Net income will be around A$240.1 million ($213 million) in the 12 months ended December 31, little changed from a year earlier, Sydney-based Aristocrat said yesterday. The forecast is 19 percent below the A$296.6 million average of eight analyst estimates compiled by Bloomberg.
Full ownership sought
Wal-Mart Stores Inc, the world's biggest retailer, will invest as much as 100 billion yen ($876 million) to buy the remaining 49 percent stake of Japan unit Seiyu Ltd it doesn't already own.

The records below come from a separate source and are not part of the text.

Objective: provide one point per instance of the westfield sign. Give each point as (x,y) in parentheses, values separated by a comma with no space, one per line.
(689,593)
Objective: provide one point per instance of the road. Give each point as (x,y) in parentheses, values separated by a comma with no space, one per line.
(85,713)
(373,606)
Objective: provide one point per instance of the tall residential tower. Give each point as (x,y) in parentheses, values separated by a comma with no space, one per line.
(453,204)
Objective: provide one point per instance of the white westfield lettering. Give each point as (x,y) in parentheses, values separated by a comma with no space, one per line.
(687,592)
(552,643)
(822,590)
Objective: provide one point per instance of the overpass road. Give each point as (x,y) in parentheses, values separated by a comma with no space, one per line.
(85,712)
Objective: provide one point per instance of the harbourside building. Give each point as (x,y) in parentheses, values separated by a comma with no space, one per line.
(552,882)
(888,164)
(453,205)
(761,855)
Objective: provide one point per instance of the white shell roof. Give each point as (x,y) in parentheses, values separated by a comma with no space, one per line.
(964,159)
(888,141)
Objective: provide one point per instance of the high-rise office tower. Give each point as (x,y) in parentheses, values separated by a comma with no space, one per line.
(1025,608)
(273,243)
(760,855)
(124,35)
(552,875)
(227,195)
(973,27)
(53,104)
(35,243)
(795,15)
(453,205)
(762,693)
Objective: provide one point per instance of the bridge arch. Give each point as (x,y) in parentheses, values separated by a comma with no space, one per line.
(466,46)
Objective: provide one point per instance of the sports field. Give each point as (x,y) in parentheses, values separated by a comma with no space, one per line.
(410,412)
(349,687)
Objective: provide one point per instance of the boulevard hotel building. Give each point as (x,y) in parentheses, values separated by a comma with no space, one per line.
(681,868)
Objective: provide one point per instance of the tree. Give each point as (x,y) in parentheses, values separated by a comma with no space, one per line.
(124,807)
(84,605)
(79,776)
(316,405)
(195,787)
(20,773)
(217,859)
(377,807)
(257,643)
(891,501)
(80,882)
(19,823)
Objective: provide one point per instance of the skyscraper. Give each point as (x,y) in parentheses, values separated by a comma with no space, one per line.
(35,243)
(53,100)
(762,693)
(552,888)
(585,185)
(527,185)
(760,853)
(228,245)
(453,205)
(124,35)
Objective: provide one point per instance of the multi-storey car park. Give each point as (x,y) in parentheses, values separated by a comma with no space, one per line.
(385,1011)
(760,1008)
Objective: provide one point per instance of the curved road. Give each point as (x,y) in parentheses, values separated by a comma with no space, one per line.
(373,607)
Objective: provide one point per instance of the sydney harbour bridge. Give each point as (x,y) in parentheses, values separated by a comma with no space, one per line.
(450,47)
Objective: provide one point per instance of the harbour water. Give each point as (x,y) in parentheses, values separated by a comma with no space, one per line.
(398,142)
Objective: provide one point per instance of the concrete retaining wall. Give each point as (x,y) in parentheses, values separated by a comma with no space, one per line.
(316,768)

The offer of 140 yen for each ordinary share in Tokyo- based Seiyu is a 61 percent premium to the stock's closing price on Friday, Wal-Mart said in a statement yesterday. It is struggling to turn around Seiyu's performance in a nation where retail sales have fallen for nine of the past 11 months.
Unknown investor
An unnamed foreign investment company could buy a stake in Cie de Saint-Gobain SA alongside French investment firm Wendel, La Lettre de l'Expansion said.
Wendel said on September 26 it build a 6 percent stake in Saint Gobain. It could raise this level, according to the report in the French newspaper. The companies could in time seek to split up Saint Gobain, the report said, without citing anyone.
Windy purchase
Fersa Energias Renovables SA, a Spanish renewable-energy operator, will pay 251 million euros to buy wind power projects in Spain, India, Poland and France.
Fersa will purchase combined capacity of 570 megawatts with the transactions, the company said yesterday in a filing to regulators. Fersa will sell 64.9 million new shares to finance the transaction, the company said.
Rights issue planned
Carlsberg A/S is planning a rights issue valued at 30 billion Danish krone ($5.8 billion) to fund its proposed takeover bid for Scottish & Newcastle Plc, the Financial Times reported, without saying where it got its information.
Danske Bank and Nordea will initially underwrite an equity bridge facility, and a rights issue will be made later to back the plan by Carlsberg and Heineken NV to buy S&N in a deal valued at 7.1 billion pounds, the FT added.